Dry landscape is of course a concern for fire crews and so are lower staffing levels at stations up and down the state. Fresno Firefighters spent several minutes Sunday morning putting out a grass fire in West Central Fresno.
While fire officials aren't sure what started the blaze they say right now, conditions are especially prime for fires. "Wet winter, along comes the summer season. A lot of tall grass, a lot of heavy grass, and now it's dry," Captain Dan Mendoza said.
Which makes the use of fireworks this Fourth of July, that much more concerning. On Thursday the Central Valley task force showed our cameras how quickly fires can erupt in dry vegetation. But, that's only part of the problem.
Budget woes have forced fire agencies all over the state to reduce staffing. Cal Fire, for example, will employ 730 fewer seasonal firefighters than it did last year.

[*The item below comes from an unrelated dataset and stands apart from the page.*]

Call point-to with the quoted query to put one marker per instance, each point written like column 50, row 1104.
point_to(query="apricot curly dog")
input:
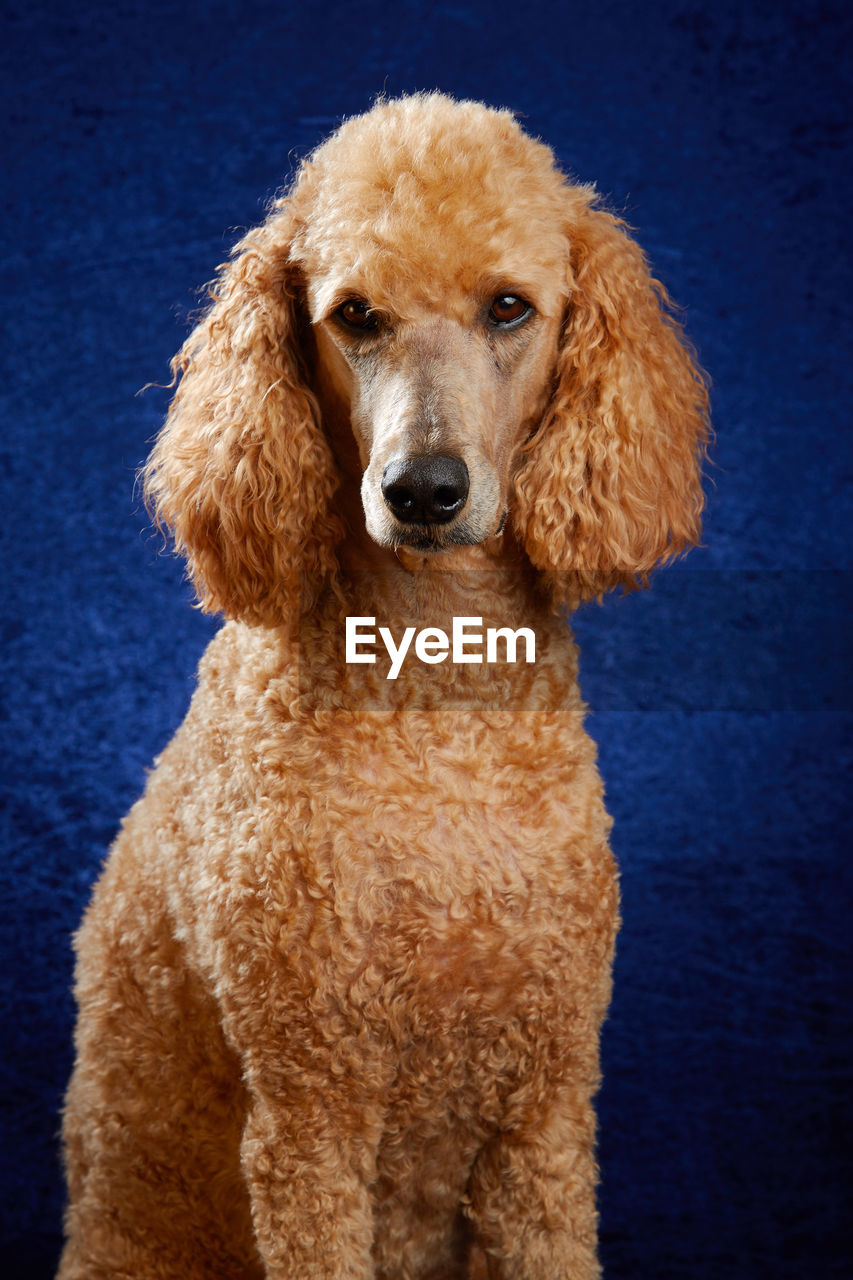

Additionally, engines are now staffed with three firefighters instead of four. And less than two weeks ago, the City of Merced laid off four firefighters.
"Regardless of our staffing on our engines, we'll still respond with the same amount of engines and should they need additional personnel, that will be requested by the incident commander," Cal Fire spokesperson John Dominguez said.
Dominguez says while crews are prepared, he's still reminding people to only use fireworks labeled "safe and sane" and light them on a flat surface away from any brush or debris.
Action News spoke to several people buying fireworks who say they follow those rules every Fourth of July.
"I don't light them near dry grass, weeds, none of that stuff," Trevor Whittle said.
"We have a big backyard, but it's not safe to do it back there, so, it's better to be safe then burn your house down," A Thao said.
Law enforcement from various different fire and police agencies have been out all weekend confiscating illegal fireworks. They will continue doing so through Monday night.